One thing that always seems to be a present bystander of any relationships are annoyances. The small things that the other does that keep upsetting you, that suddenly are the only thing that you see, hear, smell and yourself can think about. Does your spouse love rearranging the towels in your bathroom once you’re just out of the shower and actually have just finished putting them on the rack? Seriously, as if your way of folding them was so wrong and he needs to be cleaning up behind you. How insulting. How infuriating. How utterly useless and what a loss of time…!

Stop.

That’s right. Stop. That’s the right moment to stop the thoughts that start gathering momentum at the first occurrence, at the second have gained the physical force of an avalanche and at the 10th are reason enough to kick the other out of your home, life and future will.

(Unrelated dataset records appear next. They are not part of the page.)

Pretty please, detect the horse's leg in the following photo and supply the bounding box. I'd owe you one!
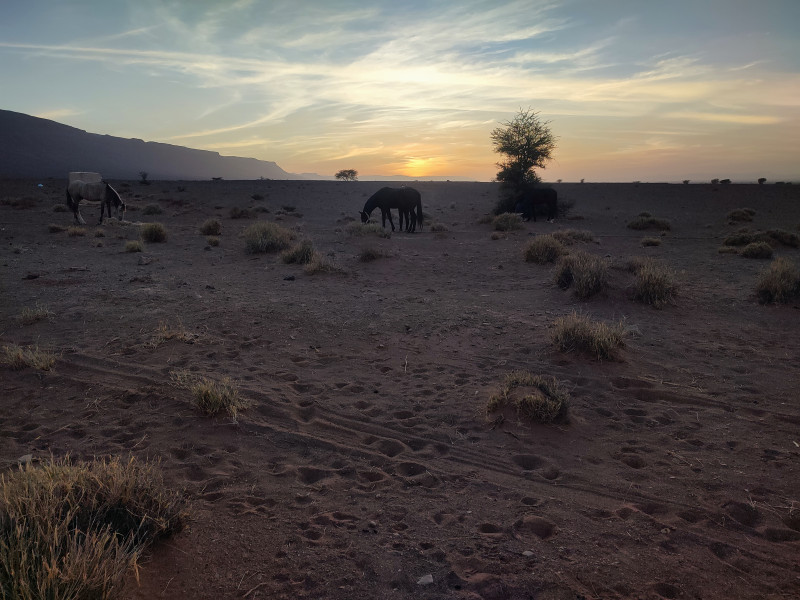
[74,197,86,225]
[387,209,395,232]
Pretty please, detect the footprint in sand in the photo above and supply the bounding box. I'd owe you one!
[296,466,333,485]
[514,515,557,540]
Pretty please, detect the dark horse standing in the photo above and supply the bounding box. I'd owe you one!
[515,186,557,222]
[360,187,424,232]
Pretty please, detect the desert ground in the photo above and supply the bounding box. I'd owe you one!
[1,178,799,600]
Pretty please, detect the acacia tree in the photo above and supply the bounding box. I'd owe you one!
[491,109,556,192]
[335,169,358,181]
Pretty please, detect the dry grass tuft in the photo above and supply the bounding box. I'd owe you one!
[2,344,56,371]
[48,223,66,233]
[627,216,671,231]
[551,312,626,360]
[524,235,564,264]
[139,223,167,243]
[0,455,187,600]
[630,257,678,308]
[727,208,756,222]
[19,303,53,326]
[755,257,800,304]
[493,212,524,231]
[171,370,248,418]
[124,240,143,253]
[741,241,773,259]
[199,218,221,236]
[67,227,87,237]
[641,237,661,247]
[243,221,294,253]
[304,253,346,274]
[345,222,391,238]
[488,371,569,425]
[230,206,255,219]
[554,251,608,299]
[206,236,220,247]
[281,240,315,264]
[147,322,199,349]
[551,229,594,244]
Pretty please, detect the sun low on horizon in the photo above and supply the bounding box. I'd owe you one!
[1,1,798,182]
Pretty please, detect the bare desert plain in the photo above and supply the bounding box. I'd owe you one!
[1,178,799,600]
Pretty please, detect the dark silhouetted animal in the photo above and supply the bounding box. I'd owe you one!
[515,187,557,222]
[360,187,424,232]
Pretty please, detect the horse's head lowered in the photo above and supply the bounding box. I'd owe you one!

Our minds and worlds are not permeable to everything and our thoughts and motivations aren’t visible to the outside. All the outside sees are actions. And with the wish to understand that should be infusing every relationship (lover or not), we start conjecturing, constructing and analyzing. And since we already are upset, the only explanation is tainted by annoyance. Only in rare occasions could we think that there was a good explanation to these actions. After all what possible GOOD explanation can there be to the fact of my husband rearranging the towels in our bathroom that were already stowed on a rack and thus per definition the bathroom cleaned up?

Asking would help. Talking about it would help. Breaking the cycle of ‘he’s just not happy with the way I do things. Tough.’ would certainly help. Because if you do, you’d be able to realise that there is no mean thought behind it, but that he likes doing it, that he’s not even realising that he’s doing it and that the way he does it, they DO use less space and dry faster.

Just like our motivations are not painted onto our actions, our partner doesn’t have a priviledged way into our mind or suddenly doted with the gift of telepathy to see what upsets us and what doesn’t. The debt of communication lies always on both sides of the couple. It’s the most important step any relationship can take. And one I’ve not lastly understood thanks to living my relationship over Skype for two years.

Not communicating even the upsetting things is not in any possible way something that ’spares’ your partner. (Even though you can wait to spill it all until a difficult moment has passed for instance.) Not stating what goes wrong only suffocates your relationship under the silence and eventually the annoyance will grow so strong, the cover of silence can’t cover it anymore. Because the key to annoyance is: it can’t be evacuated other than by addressing it.

NB. In case you were wondering… yes, my love does rearrange our towels and it took me a while to realise the level of absent thought behind it and that it was just a way of neatly putting things in our apartment. Doesn’t mean hubby doesn’t like the way I clean or the way I hold our house together OR the way I fold the towels. I still love him. He’s a quirk. But so am I.